All this talk of pregnancy I suggested he might be feeling a little post-partum low or something.

“Oh hell yeah! The day after it’s like, just let me at it one more time. Now I know exactly how I want to do this. I mean, the director’s cut. Now that they went through it and all this stuff happened like that, and just how I really wanted it to look. Where everybody just relaxes and just goes to town, which is something I’ve done in the past like the night before the actual opening night and just have the actors do whatever the hell they want. Stay in your character, you can deliver your lines, but do things that you didn’t normally do through all the practices, and it just loosens everything up and the fun factor increases.”

I confessed to Tim that unlike what one might imagine experiencing in a small-town production, I was enjoying myself so much the evening of the performance that I was surprised when it ended.

“That’s foremost on my mind, is the time, and I speak to them.
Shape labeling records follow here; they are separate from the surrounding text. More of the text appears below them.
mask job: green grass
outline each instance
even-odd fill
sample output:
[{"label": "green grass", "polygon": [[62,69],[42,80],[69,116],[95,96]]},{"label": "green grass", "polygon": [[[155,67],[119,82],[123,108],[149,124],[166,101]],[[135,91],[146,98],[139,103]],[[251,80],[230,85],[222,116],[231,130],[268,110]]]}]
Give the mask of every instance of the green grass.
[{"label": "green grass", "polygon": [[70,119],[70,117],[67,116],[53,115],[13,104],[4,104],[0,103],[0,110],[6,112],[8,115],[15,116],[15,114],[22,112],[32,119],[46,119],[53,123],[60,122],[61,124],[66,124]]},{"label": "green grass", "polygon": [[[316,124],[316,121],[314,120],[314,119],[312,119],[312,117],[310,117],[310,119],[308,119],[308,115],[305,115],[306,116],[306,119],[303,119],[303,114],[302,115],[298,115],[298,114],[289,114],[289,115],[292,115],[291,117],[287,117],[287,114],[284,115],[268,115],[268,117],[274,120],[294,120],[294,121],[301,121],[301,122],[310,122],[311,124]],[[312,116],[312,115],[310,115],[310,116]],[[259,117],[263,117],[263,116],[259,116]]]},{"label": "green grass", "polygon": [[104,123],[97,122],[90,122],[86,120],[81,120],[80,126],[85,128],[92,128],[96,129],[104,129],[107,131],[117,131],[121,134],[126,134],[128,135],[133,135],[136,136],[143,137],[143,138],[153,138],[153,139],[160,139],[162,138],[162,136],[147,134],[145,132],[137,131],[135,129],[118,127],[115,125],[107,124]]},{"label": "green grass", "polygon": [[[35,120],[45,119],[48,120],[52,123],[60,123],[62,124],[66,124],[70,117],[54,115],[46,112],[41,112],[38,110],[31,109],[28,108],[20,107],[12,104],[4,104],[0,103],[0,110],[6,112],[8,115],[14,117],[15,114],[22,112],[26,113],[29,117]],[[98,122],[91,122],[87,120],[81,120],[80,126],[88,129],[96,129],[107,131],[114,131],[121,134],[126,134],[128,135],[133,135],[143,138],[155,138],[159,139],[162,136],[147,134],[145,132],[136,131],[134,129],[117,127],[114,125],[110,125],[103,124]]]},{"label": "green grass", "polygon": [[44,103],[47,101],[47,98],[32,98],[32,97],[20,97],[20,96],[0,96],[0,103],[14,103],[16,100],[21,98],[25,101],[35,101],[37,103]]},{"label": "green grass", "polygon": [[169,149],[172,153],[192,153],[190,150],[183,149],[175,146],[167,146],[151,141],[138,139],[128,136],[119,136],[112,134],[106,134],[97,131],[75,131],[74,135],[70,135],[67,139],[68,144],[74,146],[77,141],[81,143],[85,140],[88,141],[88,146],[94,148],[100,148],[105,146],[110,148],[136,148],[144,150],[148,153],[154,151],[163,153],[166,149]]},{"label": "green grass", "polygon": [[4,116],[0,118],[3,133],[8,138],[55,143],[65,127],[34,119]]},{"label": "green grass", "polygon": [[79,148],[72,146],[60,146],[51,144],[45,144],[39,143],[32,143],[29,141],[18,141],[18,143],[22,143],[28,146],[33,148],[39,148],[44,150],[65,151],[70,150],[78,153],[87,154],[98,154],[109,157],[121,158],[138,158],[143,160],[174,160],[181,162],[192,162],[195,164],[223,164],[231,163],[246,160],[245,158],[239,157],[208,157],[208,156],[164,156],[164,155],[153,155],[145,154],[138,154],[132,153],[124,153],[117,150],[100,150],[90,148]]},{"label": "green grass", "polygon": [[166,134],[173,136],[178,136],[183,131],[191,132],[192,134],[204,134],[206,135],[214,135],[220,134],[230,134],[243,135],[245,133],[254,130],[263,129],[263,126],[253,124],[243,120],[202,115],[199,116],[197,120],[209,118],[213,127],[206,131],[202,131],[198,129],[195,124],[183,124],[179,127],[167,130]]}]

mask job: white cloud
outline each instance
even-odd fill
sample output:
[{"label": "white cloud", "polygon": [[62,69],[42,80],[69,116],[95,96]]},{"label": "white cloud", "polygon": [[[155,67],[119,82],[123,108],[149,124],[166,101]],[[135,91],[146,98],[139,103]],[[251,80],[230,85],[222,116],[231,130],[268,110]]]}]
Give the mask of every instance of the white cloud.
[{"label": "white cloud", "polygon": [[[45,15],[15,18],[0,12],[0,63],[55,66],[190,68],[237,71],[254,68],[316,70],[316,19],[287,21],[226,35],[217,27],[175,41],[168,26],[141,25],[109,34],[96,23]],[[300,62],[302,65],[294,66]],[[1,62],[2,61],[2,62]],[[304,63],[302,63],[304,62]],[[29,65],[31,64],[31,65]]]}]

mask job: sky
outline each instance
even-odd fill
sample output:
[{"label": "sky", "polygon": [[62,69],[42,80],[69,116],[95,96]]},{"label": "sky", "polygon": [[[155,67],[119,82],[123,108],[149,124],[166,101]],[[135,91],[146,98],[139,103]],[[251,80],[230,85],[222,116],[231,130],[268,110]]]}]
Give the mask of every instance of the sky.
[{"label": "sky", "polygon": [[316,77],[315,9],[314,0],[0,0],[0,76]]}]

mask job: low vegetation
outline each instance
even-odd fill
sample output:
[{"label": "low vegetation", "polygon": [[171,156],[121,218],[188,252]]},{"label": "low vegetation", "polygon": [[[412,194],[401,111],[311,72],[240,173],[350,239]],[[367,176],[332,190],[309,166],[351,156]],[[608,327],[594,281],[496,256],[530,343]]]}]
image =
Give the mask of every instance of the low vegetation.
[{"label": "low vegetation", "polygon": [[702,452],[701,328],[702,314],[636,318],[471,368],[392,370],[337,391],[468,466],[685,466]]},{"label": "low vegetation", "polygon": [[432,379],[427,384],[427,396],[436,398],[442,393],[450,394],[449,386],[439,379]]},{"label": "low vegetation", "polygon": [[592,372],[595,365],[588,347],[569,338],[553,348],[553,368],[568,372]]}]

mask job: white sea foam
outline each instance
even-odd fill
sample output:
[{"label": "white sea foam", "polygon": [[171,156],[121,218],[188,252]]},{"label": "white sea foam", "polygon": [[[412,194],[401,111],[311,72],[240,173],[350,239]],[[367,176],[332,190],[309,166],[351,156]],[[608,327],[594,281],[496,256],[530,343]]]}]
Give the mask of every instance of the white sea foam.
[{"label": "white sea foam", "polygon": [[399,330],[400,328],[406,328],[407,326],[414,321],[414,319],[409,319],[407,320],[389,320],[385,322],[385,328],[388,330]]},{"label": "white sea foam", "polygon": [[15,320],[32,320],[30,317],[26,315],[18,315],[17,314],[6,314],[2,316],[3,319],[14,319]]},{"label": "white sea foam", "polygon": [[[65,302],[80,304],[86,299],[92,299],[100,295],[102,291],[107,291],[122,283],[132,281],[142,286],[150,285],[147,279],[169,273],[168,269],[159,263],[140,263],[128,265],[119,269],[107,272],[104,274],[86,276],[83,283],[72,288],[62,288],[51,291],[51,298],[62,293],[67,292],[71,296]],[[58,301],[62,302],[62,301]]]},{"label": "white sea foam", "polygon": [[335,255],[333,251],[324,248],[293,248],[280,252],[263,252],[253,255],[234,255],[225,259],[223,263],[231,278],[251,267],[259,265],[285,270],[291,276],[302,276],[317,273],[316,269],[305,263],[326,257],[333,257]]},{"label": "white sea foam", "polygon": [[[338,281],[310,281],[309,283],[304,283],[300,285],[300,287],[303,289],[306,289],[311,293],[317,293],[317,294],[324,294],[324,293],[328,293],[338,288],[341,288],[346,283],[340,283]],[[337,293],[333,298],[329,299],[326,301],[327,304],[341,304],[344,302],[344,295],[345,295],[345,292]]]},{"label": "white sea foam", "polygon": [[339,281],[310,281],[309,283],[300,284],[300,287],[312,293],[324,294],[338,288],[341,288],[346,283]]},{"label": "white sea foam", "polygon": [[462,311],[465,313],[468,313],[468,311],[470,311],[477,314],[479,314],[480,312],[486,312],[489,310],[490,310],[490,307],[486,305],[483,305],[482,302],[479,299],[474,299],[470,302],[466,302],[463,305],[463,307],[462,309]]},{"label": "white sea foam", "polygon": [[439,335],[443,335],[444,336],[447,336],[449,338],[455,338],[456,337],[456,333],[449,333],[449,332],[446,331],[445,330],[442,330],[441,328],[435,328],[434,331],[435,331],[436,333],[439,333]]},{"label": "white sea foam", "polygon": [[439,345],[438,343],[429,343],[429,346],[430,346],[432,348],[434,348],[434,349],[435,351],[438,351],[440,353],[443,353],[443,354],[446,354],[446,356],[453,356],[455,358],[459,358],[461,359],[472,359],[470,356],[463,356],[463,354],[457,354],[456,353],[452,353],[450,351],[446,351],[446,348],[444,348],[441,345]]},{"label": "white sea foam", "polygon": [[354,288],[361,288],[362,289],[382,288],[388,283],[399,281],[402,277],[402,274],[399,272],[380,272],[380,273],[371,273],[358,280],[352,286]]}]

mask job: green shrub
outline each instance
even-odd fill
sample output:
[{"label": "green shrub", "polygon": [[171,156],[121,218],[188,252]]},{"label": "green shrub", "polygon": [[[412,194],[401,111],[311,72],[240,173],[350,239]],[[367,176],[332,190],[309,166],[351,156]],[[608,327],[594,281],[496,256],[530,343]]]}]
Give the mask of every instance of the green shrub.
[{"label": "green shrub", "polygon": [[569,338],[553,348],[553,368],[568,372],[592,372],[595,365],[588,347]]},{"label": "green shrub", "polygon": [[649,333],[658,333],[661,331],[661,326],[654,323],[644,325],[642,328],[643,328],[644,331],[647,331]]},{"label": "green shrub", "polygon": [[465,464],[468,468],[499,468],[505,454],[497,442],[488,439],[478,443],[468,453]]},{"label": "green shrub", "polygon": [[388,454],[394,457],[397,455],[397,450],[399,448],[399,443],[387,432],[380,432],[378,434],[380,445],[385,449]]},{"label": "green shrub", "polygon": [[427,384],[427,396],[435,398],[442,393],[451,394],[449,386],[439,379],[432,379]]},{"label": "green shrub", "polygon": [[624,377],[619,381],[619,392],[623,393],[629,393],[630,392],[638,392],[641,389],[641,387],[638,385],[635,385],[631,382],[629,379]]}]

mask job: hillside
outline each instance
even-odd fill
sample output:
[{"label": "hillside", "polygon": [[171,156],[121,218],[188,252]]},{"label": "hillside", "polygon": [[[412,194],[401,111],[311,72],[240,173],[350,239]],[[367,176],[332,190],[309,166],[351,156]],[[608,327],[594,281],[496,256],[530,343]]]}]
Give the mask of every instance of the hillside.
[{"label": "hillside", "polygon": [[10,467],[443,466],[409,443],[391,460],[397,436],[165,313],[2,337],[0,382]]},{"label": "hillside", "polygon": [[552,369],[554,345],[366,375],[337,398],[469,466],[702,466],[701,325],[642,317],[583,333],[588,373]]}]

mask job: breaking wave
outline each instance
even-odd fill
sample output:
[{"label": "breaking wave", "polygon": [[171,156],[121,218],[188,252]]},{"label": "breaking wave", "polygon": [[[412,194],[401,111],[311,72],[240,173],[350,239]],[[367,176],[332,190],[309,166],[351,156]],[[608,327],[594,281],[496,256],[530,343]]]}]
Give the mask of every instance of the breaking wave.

I speak to the actors constantly about ‘No, this has to be faster, has to be quicker, it has to be more seamless. You know, you can’t dawdle on a line. You can’t say it so fast that people can’t keep up, but you can’t sit there and just deliver your line. That’s not what’s happening. You’re speaking, and so speak. And I wanted this one at an hour and 45 minutes and I was like, I’ll be damned if we don’t come in an hour and 45 minutes just for the performance. We were over that, but not by much. And for that very reason because I’ve sat in the audience so many times, like, ‘Oh my God.’”

Finishing up the interview, I asked if there was anything in particular he might want to add.

“Ohh no, keep it short. Keep it sweet. Keep it simple.”

Oh well, sorry Tim. I’ll work on that… Maybe I’ll be able to comply by the third time you act and direct in the next production of the Odd Couple.